Esta conversación ha sido editada para facilitar la comprensión del lector.
¿Por qué hablar de la civilización judeocristiana es una impostura?
La civilización europea no es únicamente judeocristiana. Hay elementos del judaísmo y del cristianismo, pero Europa está formada por muchísimas otras aportaciones. Por eso usar el concepto ‘civilización judeocristiana’ es una impostura. Reducirla solo a lo judeocristiano es problemático y debe ser cuestionado. El término ‘judeocristiano’ existe desde hace mucho tiempo en la literatura académica y teológica, ya que hay un vínculo evidente entre judaísmo y cristianismo, porque el cristianismo surge del judaísmo. Pero, aun así, no existe una ‘civilización judeocristiana’.
Puede haber algo ‘judeocristiano’ en la historia de las religiones monoteístas, pero no hay una civilización judeocristiana. Por eso considero que su uso actual, hegemónico y dominante en el lenguaje común, que ha reemplazado todas las demás descripciones de la civilización europea u occidental, es una impostura.
¿Cómo debemos interpretar el hecho de que se utilice casi de manera exclusiva en Occidente?
Hay muchas razones pero para resumirlo diría que existen tres causas. La primera sería la ocultación del antisemitismo europeo. La expresión ‘judeocristiano’ oculta 2.000 años de antijudaísmo cristiano y, después, su derivación más contemporánea con la Alemania nazi y el genocidio. Oculta un antisemitismo que es central en la historia y la cultura de Europa.
La segunda sería la apropiación para dejar fuera la influencia de Oriente, olvidarla. La idea de ‘judeocristiano’ intenta trasladar que Europa nació de sí misma y no debe nada a Oriente. Pero ni el judaísmo ni el cristianismo nacieron en Europa. Jesús mismo era un judío palestino. ‘La Última Cena’ representa en realidad la primera noche del Séder de Pésaj, una fiesta judía. Es decir, una escena central del arte europeo es, en realidad, profundamente oriental.
Y la tercera es no tener presente que el Islam es la tercera rama del monoteísmo abrahámico. Hablar solo de ‘judeocristiano’ excluye a los musulmanes como si no tuvieran nada que ver con esa tradición, cuando sí la tienen.

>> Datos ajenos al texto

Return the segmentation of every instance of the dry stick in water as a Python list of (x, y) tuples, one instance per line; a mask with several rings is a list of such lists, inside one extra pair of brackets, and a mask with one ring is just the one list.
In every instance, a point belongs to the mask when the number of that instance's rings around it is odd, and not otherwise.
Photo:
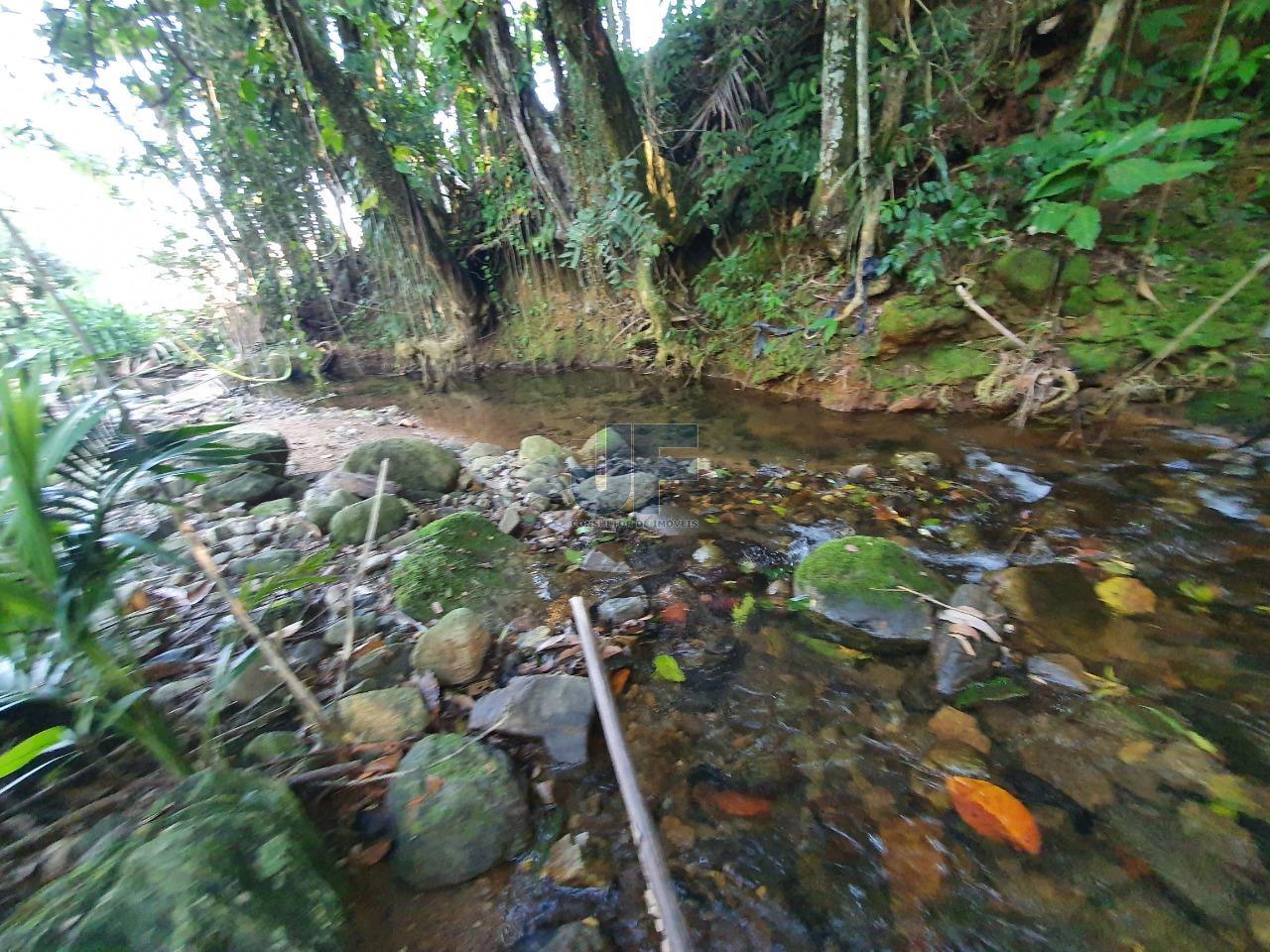
[[(389, 479), (389, 461), (380, 459), (380, 477), (375, 482), (375, 501), (371, 503), (371, 519), (366, 523), (366, 538), (362, 539), (362, 551), (357, 556), (357, 566), (353, 569), (353, 578), (348, 581), (348, 623), (344, 626), (344, 646), (339, 650), (339, 674), (335, 677), (335, 703), (344, 697), (344, 684), (348, 682), (348, 664), (353, 660), (353, 637), (357, 635), (357, 586), (366, 578), (366, 560), (371, 557), (371, 543), (375, 541), (375, 532), (380, 527), (380, 505), (384, 503), (384, 484)], [(338, 715), (337, 715), (338, 716)]]
[(969, 291), (965, 289), (964, 284), (958, 284), (956, 286), (956, 293), (958, 293), (958, 297), (961, 298), (961, 302), (966, 307), (969, 307), (972, 311), (974, 311), (977, 315), (979, 315), (980, 317), (983, 317), (983, 320), (986, 320), (988, 324), (991, 324), (992, 329), (994, 331), (997, 331), (997, 334), (1001, 334), (1006, 340), (1008, 340), (1011, 344), (1013, 344), (1019, 349), (1021, 349), (1021, 350), (1026, 350), (1027, 349), (1027, 345), (1024, 344), (1022, 340), (1020, 340), (1020, 338), (1019, 338), (1017, 334), (1015, 334), (1012, 330), (1010, 330), (1010, 327), (1007, 327), (1005, 324), (1002, 324), (996, 317), (993, 317), (991, 314), (988, 314), (987, 311), (983, 310), (983, 307), (979, 305), (979, 302), (974, 300), (974, 297), (970, 294)]
[(321, 704), (318, 703), (318, 698), (314, 693), (305, 687), (305, 683), (300, 680), (296, 673), (291, 669), (287, 663), (286, 656), (278, 650), (278, 646), (273, 644), (273, 640), (267, 637), (244, 608), (243, 603), (237, 597), (230, 592), (229, 584), (225, 581), (225, 576), (221, 570), (216, 567), (216, 562), (212, 561), (212, 553), (207, 551), (207, 546), (198, 541), (198, 536), (194, 534), (194, 527), (189, 524), (184, 518), (177, 523), (177, 528), (180, 531), (182, 537), (185, 539), (185, 545), (189, 547), (189, 553), (194, 557), (198, 567), (203, 570), (203, 574), (212, 580), (216, 586), (217, 594), (229, 605), (234, 619), (243, 626), (251, 640), (259, 646), (260, 654), (264, 655), (264, 660), (269, 663), (269, 666), (274, 670), (282, 683), (291, 692), (291, 696), (300, 704), (301, 711), (304, 711), (309, 725), (314, 727), (323, 739), (328, 743), (335, 743), (335, 731), (330, 722), (330, 718), (321, 710)]
[(658, 932), (662, 933), (662, 949), (663, 952), (691, 952), (688, 927), (683, 922), (683, 913), (679, 911), (679, 900), (674, 895), (674, 883), (671, 882), (671, 871), (665, 866), (665, 856), (662, 853), (662, 844), (657, 838), (657, 828), (653, 825), (653, 817), (649, 816), (644, 796), (640, 793), (630, 751), (626, 750), (622, 724), (617, 716), (617, 703), (613, 701), (613, 692), (605, 673), (605, 661), (599, 656), (596, 635), (591, 631), (591, 619), (587, 617), (587, 603), (580, 597), (574, 595), (569, 599), (569, 605), (573, 608), (573, 621), (578, 628), (578, 640), (582, 642), (582, 654), (587, 659), (587, 678), (591, 680), (591, 692), (596, 696), (596, 710), (599, 712), (599, 724), (605, 729), (608, 757), (613, 762), (617, 787), (622, 792), (622, 802), (626, 803), (626, 815), (630, 817), (631, 835), (639, 849), (639, 864), (649, 887), (644, 897), (649, 913), (653, 915), (653, 922), (657, 924)]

¿Estos factores que ha descrito los atribuye al interés de Europa y Occidente en su conjunto por restablecer lo que en el libro define como superioridad moral?
Sí, en la medida que Europa se presenta como única heredera del legado judeocristiano, se arroga un universalismo moral que excluye al Islam de ese universal moral compartido por las tres religiones.
¿Por lo tanto olvidamos nuestros orígenes grecorromanos y para expiar los crímenes que cometimos contra los judíos acabamos falseando esos orígenes?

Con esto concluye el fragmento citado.